SAN FRANCISCO (05/23/2000) - With dead rockers, twangers, and one-hit wonders at my fingertips, I may never listen to radio traveling by the airwaves again.
These are just a few of the creative music channel categories found on AltaVista Co. Radio. Launched this week, AltaVista Radio streams about 150 "stations" of uninterrupted music. You play it on your PC using RealAudio's RealPlayer 7, and AltaVista Radio plans to build its selection to more than 200 channels within the next few months.
The online channels are divided into 13 music genres and contain more than 180,000 songs, according to AltaVista Radio representatives.
AltaVista's entry into Internet radio differs from those of competitors such as Lycos Radio and NetRadio because of its straightforward control panel.
Resembling a digital radio tuner, the browser-based control panel displays the station, song, artist, and CD for each tune. In many cases, it shows you the CD cover art as well.
Click on the artist or CD label, and you'll jump to an Amazon.com page where you can get more information and, of course, buy if you wish. Lycos Radio, by comparison, doesn't offer convenient links for buying.

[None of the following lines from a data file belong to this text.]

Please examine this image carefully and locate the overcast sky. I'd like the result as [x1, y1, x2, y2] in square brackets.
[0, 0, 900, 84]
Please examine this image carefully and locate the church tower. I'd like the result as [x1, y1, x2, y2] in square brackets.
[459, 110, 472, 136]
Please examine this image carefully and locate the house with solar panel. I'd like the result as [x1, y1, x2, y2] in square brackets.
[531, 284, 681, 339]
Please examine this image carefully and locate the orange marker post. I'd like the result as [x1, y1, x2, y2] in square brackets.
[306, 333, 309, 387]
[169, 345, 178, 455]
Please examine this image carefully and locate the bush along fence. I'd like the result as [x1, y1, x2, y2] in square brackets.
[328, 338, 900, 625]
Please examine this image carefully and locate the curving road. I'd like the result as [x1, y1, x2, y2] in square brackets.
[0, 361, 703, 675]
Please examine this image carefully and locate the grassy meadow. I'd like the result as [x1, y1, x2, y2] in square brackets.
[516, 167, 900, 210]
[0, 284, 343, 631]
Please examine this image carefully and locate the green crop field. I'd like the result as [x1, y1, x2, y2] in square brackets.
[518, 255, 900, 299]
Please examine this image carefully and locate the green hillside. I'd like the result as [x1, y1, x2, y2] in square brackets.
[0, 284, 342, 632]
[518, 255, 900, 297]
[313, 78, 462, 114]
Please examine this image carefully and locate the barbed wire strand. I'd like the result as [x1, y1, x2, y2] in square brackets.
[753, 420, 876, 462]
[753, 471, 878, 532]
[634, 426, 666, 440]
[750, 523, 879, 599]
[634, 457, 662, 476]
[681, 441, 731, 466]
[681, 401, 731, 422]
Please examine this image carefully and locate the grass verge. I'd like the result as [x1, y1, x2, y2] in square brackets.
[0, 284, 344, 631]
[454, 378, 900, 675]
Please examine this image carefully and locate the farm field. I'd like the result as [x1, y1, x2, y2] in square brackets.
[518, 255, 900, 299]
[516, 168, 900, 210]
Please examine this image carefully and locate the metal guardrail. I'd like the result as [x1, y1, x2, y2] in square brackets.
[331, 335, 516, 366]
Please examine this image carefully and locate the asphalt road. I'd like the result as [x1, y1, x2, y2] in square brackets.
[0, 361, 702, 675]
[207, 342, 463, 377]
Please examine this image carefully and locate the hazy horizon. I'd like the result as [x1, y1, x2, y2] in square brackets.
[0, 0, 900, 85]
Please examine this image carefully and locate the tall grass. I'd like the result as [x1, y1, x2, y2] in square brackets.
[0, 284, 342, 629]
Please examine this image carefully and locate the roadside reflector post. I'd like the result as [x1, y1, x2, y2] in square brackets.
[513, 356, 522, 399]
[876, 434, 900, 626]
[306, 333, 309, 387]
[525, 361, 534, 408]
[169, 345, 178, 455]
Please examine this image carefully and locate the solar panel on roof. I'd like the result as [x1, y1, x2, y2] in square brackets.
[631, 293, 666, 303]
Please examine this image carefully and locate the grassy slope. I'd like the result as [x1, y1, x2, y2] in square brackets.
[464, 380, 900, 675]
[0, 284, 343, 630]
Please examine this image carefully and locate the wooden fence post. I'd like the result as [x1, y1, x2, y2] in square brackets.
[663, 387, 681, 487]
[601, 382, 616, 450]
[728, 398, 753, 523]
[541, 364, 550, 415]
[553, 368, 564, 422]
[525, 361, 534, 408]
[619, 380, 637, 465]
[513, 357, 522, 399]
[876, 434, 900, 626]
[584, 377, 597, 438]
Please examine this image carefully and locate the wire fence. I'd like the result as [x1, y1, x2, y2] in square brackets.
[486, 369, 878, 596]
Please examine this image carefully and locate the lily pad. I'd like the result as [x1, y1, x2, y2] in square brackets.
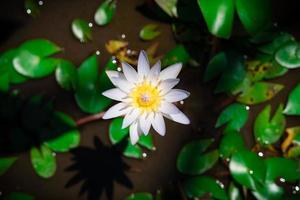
[140, 24, 160, 40]
[283, 84, 300, 115]
[71, 19, 92, 42]
[94, 0, 116, 26]
[183, 176, 228, 200]
[0, 157, 18, 176]
[254, 105, 286, 145]
[177, 139, 219, 175]
[215, 103, 249, 131]
[275, 42, 300, 69]
[237, 82, 284, 105]
[30, 145, 56, 178]
[229, 150, 266, 190]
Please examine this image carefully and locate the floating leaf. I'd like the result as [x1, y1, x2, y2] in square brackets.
[72, 19, 92, 42]
[283, 84, 300, 115]
[154, 0, 178, 17]
[24, 0, 41, 17]
[198, 0, 235, 38]
[236, 0, 272, 34]
[219, 131, 245, 159]
[161, 45, 190, 67]
[229, 150, 266, 190]
[177, 139, 219, 175]
[46, 112, 80, 152]
[0, 157, 18, 176]
[254, 105, 285, 145]
[30, 145, 56, 178]
[237, 82, 284, 105]
[215, 103, 249, 131]
[4, 192, 35, 200]
[125, 192, 153, 200]
[204, 52, 228, 81]
[275, 42, 300, 69]
[55, 60, 77, 90]
[94, 0, 116, 26]
[140, 24, 160, 40]
[183, 176, 228, 199]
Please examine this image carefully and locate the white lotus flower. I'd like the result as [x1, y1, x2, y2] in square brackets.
[103, 51, 190, 144]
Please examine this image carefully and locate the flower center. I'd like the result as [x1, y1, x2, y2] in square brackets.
[130, 81, 161, 111]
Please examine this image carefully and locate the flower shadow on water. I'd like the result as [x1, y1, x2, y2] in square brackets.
[65, 137, 133, 200]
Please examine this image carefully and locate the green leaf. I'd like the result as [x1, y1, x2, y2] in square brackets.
[0, 157, 18, 176]
[229, 150, 266, 190]
[140, 24, 160, 40]
[4, 192, 35, 200]
[55, 60, 77, 90]
[198, 0, 234, 38]
[254, 105, 286, 145]
[30, 145, 56, 178]
[45, 112, 80, 152]
[125, 192, 153, 200]
[177, 139, 219, 175]
[265, 157, 300, 181]
[228, 182, 242, 200]
[204, 52, 228, 81]
[215, 103, 249, 131]
[236, 0, 272, 34]
[71, 19, 92, 42]
[94, 0, 116, 26]
[275, 42, 300, 69]
[237, 82, 284, 105]
[219, 131, 245, 159]
[24, 0, 41, 17]
[154, 0, 178, 17]
[183, 176, 228, 199]
[162, 44, 190, 67]
[0, 49, 27, 84]
[283, 84, 300, 115]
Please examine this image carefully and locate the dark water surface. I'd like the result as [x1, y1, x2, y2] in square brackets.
[0, 0, 300, 200]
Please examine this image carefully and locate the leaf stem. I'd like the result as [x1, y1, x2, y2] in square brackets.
[76, 112, 105, 126]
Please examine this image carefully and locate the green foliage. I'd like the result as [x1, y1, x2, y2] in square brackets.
[0, 157, 18, 176]
[71, 19, 92, 42]
[177, 139, 219, 175]
[94, 0, 116, 26]
[183, 176, 228, 200]
[140, 24, 160, 40]
[30, 145, 56, 178]
[215, 103, 249, 131]
[254, 105, 285, 145]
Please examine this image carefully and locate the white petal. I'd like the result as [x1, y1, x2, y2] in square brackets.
[160, 63, 182, 80]
[129, 122, 139, 145]
[102, 103, 128, 119]
[164, 89, 190, 103]
[148, 61, 161, 82]
[122, 62, 138, 83]
[138, 51, 150, 78]
[111, 77, 133, 93]
[152, 113, 166, 136]
[170, 111, 190, 124]
[159, 102, 181, 115]
[122, 109, 141, 128]
[159, 79, 179, 95]
[139, 114, 152, 135]
[102, 88, 127, 101]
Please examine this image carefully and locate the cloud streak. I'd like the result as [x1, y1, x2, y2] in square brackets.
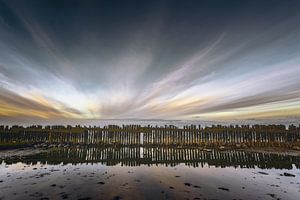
[0, 1, 300, 122]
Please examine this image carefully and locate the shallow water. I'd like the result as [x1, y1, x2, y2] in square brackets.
[0, 148, 300, 200]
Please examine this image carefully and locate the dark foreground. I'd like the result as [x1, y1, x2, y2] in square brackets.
[0, 147, 300, 200]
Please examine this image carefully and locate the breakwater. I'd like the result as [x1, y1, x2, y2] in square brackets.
[0, 125, 300, 147]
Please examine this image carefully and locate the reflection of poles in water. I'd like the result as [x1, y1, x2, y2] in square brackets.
[0, 125, 300, 147]
[7, 146, 300, 169]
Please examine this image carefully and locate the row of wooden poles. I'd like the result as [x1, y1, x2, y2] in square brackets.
[5, 147, 300, 169]
[0, 125, 300, 146]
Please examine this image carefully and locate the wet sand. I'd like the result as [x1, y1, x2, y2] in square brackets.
[0, 157, 300, 200]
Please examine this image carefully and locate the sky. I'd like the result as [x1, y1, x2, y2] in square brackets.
[0, 0, 300, 123]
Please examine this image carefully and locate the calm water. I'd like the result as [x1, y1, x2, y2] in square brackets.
[0, 147, 300, 200]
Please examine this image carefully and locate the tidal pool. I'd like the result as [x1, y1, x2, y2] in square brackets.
[0, 148, 300, 200]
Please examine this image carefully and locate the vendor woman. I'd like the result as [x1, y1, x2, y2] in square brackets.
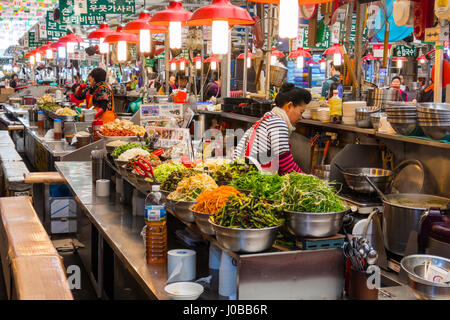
[233, 83, 311, 174]
[75, 68, 117, 123]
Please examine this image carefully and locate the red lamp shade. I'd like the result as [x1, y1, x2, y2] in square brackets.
[149, 1, 192, 26]
[271, 48, 284, 58]
[123, 12, 169, 34]
[59, 33, 84, 43]
[187, 0, 255, 26]
[104, 27, 139, 43]
[288, 48, 312, 59]
[88, 24, 114, 39]
[238, 50, 253, 59]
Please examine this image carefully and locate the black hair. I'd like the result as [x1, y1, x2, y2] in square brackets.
[89, 68, 106, 83]
[275, 82, 312, 108]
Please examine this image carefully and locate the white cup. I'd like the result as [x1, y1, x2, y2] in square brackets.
[95, 179, 109, 197]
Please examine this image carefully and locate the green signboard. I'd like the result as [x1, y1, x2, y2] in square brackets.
[394, 44, 417, 57]
[59, 0, 106, 25]
[46, 11, 68, 40]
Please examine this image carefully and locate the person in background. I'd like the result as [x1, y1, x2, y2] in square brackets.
[233, 83, 312, 174]
[322, 63, 344, 99]
[9, 74, 19, 89]
[75, 68, 117, 123]
[203, 77, 222, 101]
[390, 76, 408, 102]
[417, 60, 450, 102]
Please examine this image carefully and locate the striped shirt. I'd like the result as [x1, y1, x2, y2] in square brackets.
[233, 112, 301, 173]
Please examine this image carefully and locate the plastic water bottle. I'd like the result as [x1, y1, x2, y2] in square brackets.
[145, 185, 167, 263]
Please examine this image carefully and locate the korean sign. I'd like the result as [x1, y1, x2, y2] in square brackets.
[59, 0, 106, 25]
[46, 11, 68, 40]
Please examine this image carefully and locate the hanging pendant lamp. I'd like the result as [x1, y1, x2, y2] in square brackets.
[188, 0, 255, 54]
[149, 0, 192, 49]
[88, 24, 114, 54]
[123, 11, 168, 53]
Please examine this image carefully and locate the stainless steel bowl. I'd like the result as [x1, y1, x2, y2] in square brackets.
[168, 198, 197, 222]
[287, 210, 348, 238]
[355, 107, 380, 128]
[190, 206, 215, 236]
[400, 254, 450, 300]
[210, 220, 281, 253]
[420, 124, 450, 140]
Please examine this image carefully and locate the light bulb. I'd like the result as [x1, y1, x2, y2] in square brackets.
[169, 21, 181, 49]
[211, 20, 229, 54]
[100, 38, 109, 54]
[297, 57, 305, 69]
[117, 41, 127, 61]
[139, 30, 152, 52]
[45, 49, 53, 59]
[270, 56, 277, 66]
[58, 47, 66, 59]
[278, 0, 299, 39]
[67, 42, 76, 54]
[333, 53, 342, 66]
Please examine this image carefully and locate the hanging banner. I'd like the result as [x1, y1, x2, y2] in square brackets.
[46, 11, 68, 40]
[59, 0, 106, 25]
[394, 45, 417, 57]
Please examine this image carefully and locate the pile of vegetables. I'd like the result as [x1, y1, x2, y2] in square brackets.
[275, 172, 346, 213]
[111, 143, 152, 158]
[153, 163, 186, 184]
[168, 173, 218, 202]
[194, 186, 242, 214]
[211, 196, 284, 229]
[232, 171, 283, 200]
[161, 166, 201, 192]
[212, 160, 258, 185]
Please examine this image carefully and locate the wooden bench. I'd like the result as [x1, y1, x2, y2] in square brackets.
[0, 197, 73, 300]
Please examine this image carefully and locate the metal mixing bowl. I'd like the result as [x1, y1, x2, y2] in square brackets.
[167, 198, 197, 222]
[400, 254, 450, 300]
[210, 220, 281, 253]
[287, 210, 348, 238]
[190, 206, 215, 236]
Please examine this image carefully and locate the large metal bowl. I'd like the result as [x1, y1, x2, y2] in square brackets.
[210, 220, 281, 253]
[400, 254, 450, 300]
[190, 206, 215, 236]
[167, 198, 197, 222]
[287, 209, 348, 238]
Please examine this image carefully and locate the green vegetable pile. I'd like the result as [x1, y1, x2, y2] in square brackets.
[161, 168, 199, 192]
[153, 163, 186, 184]
[274, 172, 346, 213]
[212, 196, 284, 229]
[111, 143, 152, 158]
[212, 160, 258, 185]
[232, 171, 283, 200]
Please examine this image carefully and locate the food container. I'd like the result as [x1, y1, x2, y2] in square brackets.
[287, 209, 349, 238]
[190, 206, 215, 236]
[400, 254, 450, 300]
[209, 219, 281, 253]
[167, 198, 197, 222]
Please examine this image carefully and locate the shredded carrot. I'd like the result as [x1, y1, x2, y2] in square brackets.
[194, 186, 242, 214]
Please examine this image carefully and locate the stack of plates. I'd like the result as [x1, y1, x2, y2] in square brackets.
[417, 103, 450, 140]
[342, 101, 367, 125]
[386, 105, 418, 136]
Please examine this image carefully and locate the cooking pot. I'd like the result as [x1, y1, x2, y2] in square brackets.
[365, 176, 450, 256]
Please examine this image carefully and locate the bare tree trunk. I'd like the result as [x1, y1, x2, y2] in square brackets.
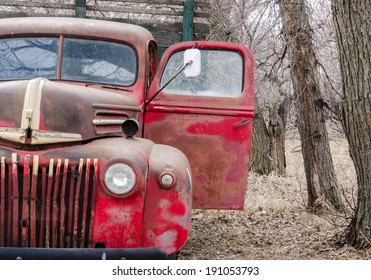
[250, 105, 273, 175]
[332, 0, 371, 248]
[280, 0, 342, 209]
[268, 77, 288, 175]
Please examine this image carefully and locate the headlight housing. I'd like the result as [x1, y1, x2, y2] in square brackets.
[104, 163, 137, 195]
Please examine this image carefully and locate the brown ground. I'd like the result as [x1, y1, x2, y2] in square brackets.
[179, 134, 371, 260]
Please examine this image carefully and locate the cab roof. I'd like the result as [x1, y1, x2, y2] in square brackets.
[0, 17, 154, 45]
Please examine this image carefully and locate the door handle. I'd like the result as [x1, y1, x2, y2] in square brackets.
[234, 120, 250, 128]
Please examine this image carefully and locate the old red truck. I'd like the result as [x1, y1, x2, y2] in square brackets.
[0, 18, 254, 259]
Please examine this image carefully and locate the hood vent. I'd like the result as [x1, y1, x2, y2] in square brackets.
[93, 111, 129, 135]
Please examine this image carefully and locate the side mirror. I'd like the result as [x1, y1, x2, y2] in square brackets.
[184, 49, 201, 78]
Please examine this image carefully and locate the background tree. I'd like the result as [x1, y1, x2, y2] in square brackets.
[332, 0, 371, 247]
[280, 0, 341, 209]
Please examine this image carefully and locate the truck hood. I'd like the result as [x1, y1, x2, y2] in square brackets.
[0, 78, 141, 145]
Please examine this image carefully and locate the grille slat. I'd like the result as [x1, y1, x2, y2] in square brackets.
[44, 159, 54, 248]
[59, 159, 68, 248]
[9, 153, 19, 247]
[0, 153, 98, 248]
[0, 157, 6, 247]
[29, 155, 39, 247]
[73, 159, 84, 248]
[52, 159, 62, 248]
[20, 156, 31, 247]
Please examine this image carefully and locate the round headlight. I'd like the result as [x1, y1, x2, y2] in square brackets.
[159, 171, 176, 188]
[104, 163, 136, 195]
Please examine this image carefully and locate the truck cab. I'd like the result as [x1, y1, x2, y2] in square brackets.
[0, 18, 253, 259]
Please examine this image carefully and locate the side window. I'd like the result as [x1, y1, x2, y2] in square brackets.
[161, 50, 243, 97]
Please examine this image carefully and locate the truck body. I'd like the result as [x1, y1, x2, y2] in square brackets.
[0, 18, 253, 259]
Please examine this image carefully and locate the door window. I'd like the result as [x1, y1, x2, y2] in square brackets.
[161, 50, 243, 97]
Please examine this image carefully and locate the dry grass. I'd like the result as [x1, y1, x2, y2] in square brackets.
[180, 134, 371, 259]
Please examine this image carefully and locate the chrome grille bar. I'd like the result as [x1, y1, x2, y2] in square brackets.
[0, 153, 98, 248]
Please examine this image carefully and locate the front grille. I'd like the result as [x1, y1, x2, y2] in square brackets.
[0, 153, 98, 248]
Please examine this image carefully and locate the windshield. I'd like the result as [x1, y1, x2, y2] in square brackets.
[0, 38, 58, 80]
[0, 38, 137, 86]
[161, 50, 243, 97]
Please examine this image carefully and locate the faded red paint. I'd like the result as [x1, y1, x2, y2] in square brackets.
[0, 18, 254, 254]
[144, 42, 254, 209]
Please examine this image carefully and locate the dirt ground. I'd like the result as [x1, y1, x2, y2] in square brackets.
[179, 133, 371, 260]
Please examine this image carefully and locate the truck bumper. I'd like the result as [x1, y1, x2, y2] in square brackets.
[0, 247, 169, 260]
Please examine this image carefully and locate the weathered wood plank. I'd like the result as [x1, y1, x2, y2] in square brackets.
[0, 0, 75, 10]
[86, 5, 209, 18]
[91, 0, 210, 8]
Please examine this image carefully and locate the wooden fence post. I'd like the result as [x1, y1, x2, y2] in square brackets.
[75, 0, 86, 18]
[182, 0, 195, 42]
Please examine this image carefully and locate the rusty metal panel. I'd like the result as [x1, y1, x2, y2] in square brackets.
[144, 42, 254, 209]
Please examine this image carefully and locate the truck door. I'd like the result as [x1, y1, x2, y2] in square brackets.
[143, 42, 254, 209]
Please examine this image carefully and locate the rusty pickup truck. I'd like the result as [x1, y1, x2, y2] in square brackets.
[0, 17, 254, 259]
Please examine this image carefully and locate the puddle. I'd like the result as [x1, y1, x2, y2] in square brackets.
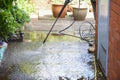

NetRadio does, but the links are on a separate page from the music player window.
AltaVista's music channels are often more imaginative than those of its competitors, too. Twangorama, for instance, is devoted to "instrumental guitar with gusto," such as Hawaiian, surf, and rockabilly. Dead Guy Rock and One-Hit Wonders are just what you'd think they'd be. The first plays nothing but songs by dead rockers. The second focuses entirely on the likes of Terry Jacks and Stacey Q., and if you just asked yourself Who?, then that's precisely the point. Other quirky channels I enjoyed include Rock en Espanol, Japanese Pop, Female Blues, Slow and Sexy, Classic Girl Bands, and Indian Classical.
AltaVista Radio has some room for improvement, however. The music selections are sometimes inexplicable--why was a Kurtis Blow song played on the Classic Girl Bands channel, for instance?
You can only preset four music channels, compared to Lycos Radio's six channel presets. AltaVista Radio provides no button for stopping the music, as other control panels offer. A banner ad plays across the bottom of the control panel, although that's certainly better than listening to ads as you do on regular radio.
Most importantly, a broadband connection is practically a requirement, as is the case with just about any streaming media site. The AltaVista tunes streamed across my Digital Subscriber Line with barely a hitch. When I dialed in with a 56-kbps modem, however, I heard lots of burps and skips in the music--and that's the last thing you want during an intense Twangorama session.